Inspired by the memory of an arab craftsmen seen in a Moroccan souk using an ancient style of bow lathe, Michael Mode began woodturning in 1975 via a whimsical experiment involving a foot powered lathe made from a sewing machine treadle and an assortment of odd mechanical parts. Within six months the experiment became a passionate creative pursuit and a motorized lathe replaced the foot powered version. A single book about woodturning written by a British production turner supplied Michael’s woodturning education. Quickly outgrowing several lathes led him to purchase a more substantial machine from a local cabinetmaker, who, upon seeing Michael’s output, offered him a job with his Milford Furniture Company in Spinnerstown, Pennsylvania. Work there involved electric guitar bodies for Martin Guitar Company and a steep learning curve. Within a year the scrap mahogany, ebony and rosewood of the guitar line became fancy inlaid stools on Michael’s lathe. Word of mouth sales led to joining a woodworker’s guild and eventually to the ACC Craft Fair in Baltimore in 1982, officially beginning his professional career. Meeting David Ellsworth and seeing his success as an artist provided key inspiration at this time.

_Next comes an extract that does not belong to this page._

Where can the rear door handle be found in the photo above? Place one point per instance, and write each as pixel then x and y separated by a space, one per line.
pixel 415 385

>From the beginning Michael primarily created lidded vessels, the early ones of various woods laminated together, then through most of the 1980’s vessels utilizing burl or spalted wood. These he sold through craft fairs and galleries, along with some specialty items such as painted finial shaped christmas ornaments(thousands of them), and later, miniature chess sets fitted within a lidded vessel of less than six inches by six inches.

In the early nineties Michael’s work changed substantially, still within the lidded vessel realm, into architecturally inspired vessels of many woods assembled in domed and winged forms reminiscent of mughal buildings seen by him in India many years before. A series of lidded vessels named after the mughal ruler Akbar ensued. Following the Islamic inspiration further gave rise to many laminated vessels of colorful and intricate designs.

A desire to create a specific design eventually led to the technique (click on technique) of concentrically cut rings stack laminated into bowl forms. For the first time Michael left the domain of lidded vessels entirely, using the bowl as a canvas for seemingly infinite varieties of flowing and thought provoking patterns. It is this phase of his work you will see displayed here in all the galleries except the retrospective, which shows some examples of the major objects described above.